Ich muss einen Ordner auf dem Server erstellen; das Netzlaufwerk muss ich auch erst einbinden...


----------



## The_S (21. Sep 2005)

clemson hat gesagt.:
			
		

> Ich muss einen Ordner auf dem Server erstellen; das Netzlaufwerk muss ich auch erst einbinden...



achso, dann kannst das natürlich nicht so machen wie ich geschrieben hab.


----------



## clemson (21. Sep 2005)

hmm, das hab ich mir schon gedacht... wär wohl zu einfach...
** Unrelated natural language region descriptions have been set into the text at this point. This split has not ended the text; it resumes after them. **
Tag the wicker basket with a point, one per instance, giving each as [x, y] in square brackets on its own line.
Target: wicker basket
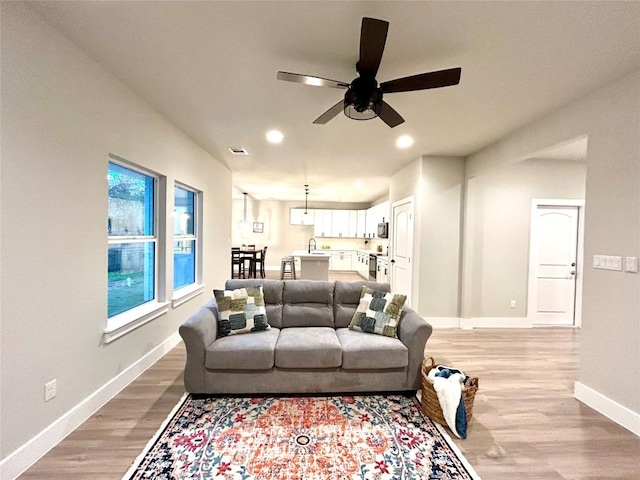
[430, 405]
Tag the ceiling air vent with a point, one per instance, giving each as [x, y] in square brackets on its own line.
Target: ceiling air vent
[238, 151]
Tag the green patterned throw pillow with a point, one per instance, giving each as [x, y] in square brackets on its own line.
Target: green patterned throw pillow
[378, 312]
[241, 311]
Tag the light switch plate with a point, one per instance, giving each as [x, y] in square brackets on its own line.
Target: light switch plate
[631, 264]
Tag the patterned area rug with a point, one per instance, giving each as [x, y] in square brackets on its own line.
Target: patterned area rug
[300, 438]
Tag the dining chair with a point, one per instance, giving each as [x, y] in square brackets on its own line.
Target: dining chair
[260, 259]
[251, 259]
[237, 260]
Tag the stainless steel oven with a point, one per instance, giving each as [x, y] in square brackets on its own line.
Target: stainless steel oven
[373, 267]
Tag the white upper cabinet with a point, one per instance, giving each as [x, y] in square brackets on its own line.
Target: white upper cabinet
[323, 223]
[342, 223]
[361, 225]
[298, 216]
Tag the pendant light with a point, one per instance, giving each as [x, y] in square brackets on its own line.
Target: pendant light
[244, 218]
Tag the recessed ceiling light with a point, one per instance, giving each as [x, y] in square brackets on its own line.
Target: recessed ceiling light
[405, 141]
[238, 151]
[274, 136]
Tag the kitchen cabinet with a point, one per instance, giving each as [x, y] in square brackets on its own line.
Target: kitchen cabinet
[343, 224]
[362, 264]
[341, 260]
[361, 226]
[383, 270]
[375, 215]
[323, 223]
[300, 216]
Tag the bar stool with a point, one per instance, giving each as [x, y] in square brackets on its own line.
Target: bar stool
[291, 272]
[236, 261]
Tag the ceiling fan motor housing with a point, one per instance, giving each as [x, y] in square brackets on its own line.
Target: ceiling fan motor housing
[362, 98]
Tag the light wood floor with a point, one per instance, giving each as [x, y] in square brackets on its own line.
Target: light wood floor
[526, 425]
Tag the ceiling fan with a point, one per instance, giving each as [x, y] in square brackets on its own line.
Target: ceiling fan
[363, 98]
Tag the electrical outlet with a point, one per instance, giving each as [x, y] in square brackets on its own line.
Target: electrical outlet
[50, 390]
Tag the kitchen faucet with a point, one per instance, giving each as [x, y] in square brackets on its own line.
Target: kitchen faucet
[315, 245]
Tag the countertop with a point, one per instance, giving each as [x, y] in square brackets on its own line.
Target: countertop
[319, 254]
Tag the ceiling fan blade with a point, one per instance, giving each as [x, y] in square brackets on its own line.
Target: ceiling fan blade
[310, 80]
[373, 36]
[423, 81]
[388, 115]
[329, 114]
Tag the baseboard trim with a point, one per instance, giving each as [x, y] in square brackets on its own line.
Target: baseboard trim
[444, 322]
[495, 322]
[24, 457]
[611, 409]
[479, 322]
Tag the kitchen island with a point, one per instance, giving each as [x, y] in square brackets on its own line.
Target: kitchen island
[314, 265]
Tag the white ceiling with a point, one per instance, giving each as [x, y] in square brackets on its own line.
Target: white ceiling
[210, 68]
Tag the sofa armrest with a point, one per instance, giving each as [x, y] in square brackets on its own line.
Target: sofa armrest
[198, 332]
[414, 331]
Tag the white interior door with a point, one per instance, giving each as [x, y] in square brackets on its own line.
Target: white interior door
[402, 248]
[554, 260]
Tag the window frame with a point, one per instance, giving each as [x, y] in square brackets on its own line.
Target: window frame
[130, 319]
[187, 292]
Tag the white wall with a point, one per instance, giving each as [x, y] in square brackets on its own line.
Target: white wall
[610, 337]
[437, 184]
[498, 219]
[62, 114]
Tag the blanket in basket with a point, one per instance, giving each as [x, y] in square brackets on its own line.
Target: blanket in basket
[448, 383]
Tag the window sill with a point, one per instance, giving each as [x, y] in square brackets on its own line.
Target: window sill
[185, 294]
[130, 320]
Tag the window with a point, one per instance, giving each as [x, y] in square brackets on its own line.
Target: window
[131, 225]
[185, 238]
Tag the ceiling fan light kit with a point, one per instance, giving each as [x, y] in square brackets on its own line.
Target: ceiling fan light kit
[363, 98]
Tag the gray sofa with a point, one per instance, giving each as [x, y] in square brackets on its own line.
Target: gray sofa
[309, 347]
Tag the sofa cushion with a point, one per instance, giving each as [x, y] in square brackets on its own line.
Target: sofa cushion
[308, 347]
[243, 352]
[378, 312]
[346, 298]
[272, 296]
[362, 351]
[307, 303]
[241, 311]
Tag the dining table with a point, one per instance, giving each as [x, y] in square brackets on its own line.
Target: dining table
[250, 255]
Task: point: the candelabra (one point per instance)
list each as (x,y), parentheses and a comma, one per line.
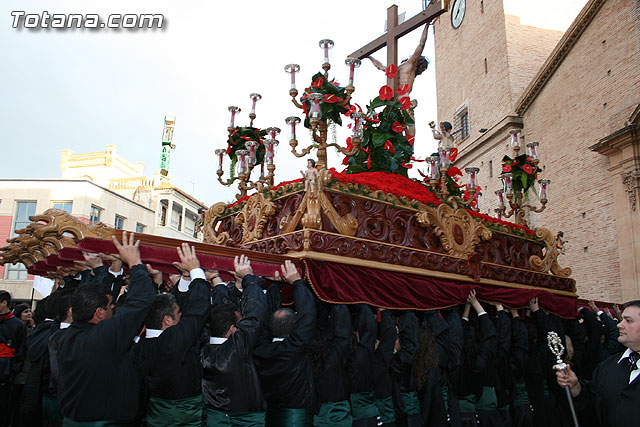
(316,121)
(248,148)
(514,189)
(438,171)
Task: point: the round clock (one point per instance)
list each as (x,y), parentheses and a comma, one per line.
(457,12)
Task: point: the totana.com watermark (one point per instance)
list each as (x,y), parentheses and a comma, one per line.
(21,19)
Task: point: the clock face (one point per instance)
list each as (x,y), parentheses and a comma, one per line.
(457,12)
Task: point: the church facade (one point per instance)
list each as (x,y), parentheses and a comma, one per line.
(577,94)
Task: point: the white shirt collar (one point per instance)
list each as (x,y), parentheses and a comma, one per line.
(217,340)
(633,374)
(153,333)
(183,285)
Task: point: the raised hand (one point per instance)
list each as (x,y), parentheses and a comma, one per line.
(128,250)
(188,258)
(242,266)
(156,275)
(290,272)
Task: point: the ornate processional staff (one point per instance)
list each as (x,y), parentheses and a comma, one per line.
(555,345)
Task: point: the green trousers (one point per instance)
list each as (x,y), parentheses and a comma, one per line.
(334,414)
(180,412)
(216,418)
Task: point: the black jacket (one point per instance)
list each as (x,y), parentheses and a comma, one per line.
(285,366)
(609,397)
(98,378)
(387,334)
(13,346)
(361,378)
(331,378)
(230,381)
(170,363)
Grundsätzlich ist es aber möglich, oder?


----------



## Bleiglanz (21. Sep 2005)

fast nicht, wegen der credentials für die Freigabe

such mal im Forum, war mal ein längerer Thread dazu da


----------



## clemson (21. Sep 2005)

Bleiglanz hat gesagt.:
			
		

> fast nicht, wegen der credentials für die Freigabe


was meinst du damit?



			
				Bleiglanz hat gesagt.:
			
		

> such mal im Forum, war mal ein längerer Thread dazu da


okey, werd mal gucken

danke erstmal...


----------



## Bleiglanz (21. Sep 2005)

bevor du lange suchst:

wenn du die Freigabe fest auf dem Server reinhängst (als X: von mir aus) dann ist das alles KEIN Problem

es geht nur darum, dass man auf eine geschützte Freigabe 

\\SERVERNAME\Freigabe_mit_Auth

von Java aus nicht draufkommt wegen der Authentifizierung...

siehe auch http://jcifs.samba.org/


----------



## clemson (21. Sep 2005)

hmm, die freigabe auf dem server dürfte eigentlich kein problem sein...

wie mache ich dann das erstellen des ordners? läuft das dann gleich ab, als wie wenn der ordner auf einem lokalen laufwerk erstellt werden würde??


----------



## MoKu (30. Sep 2005)

Bleiglanz hat gesagt.:
			
		

> bevor du lange suchst:
> 
> wenn du die Freigabe fest auf dem Server reinhängst (als X: von mir aus) dann ist das alles KEIN Problem
> 
> ...



würde es nicht irgendwie so gehen ?


\\SERVERNAME\Freigbe_mit_Auth /USER: MoKu etc.. ?
ich weiss es nicht mehr auswendig wie es genau unktioniert. aber irgendwie sollte das schon klappen. google mal danach.


----------



## thE_29 (30. Sep 2005)

Via net use Befehl!

Zuerst, lässt du dir mit FileSystemView.getRoots die ganzen Laufwerksbuchstaben zurückgeben!

Dann suchst nen freien raus und führst via Runtime.exec den Befehl aus

net use LAUFWERKSBUCHSTABE \\SERVERNAME\Freigabename [Kennwort] [/USER:[Domäne\]Benutzer


Die [] sind optional!

dh, wenn keine authentifizierung gebraucht ist geht das

net use X: \\SERVERNAME\Freigabe

wenn User bla mit pw xx ist

net use X: \\SERVERNAME\Freigabe xx /USER:bla

und bei einer Domäne

net use X: \\SERVERNAME\Freigabe xx /USER:domäne\bla


----------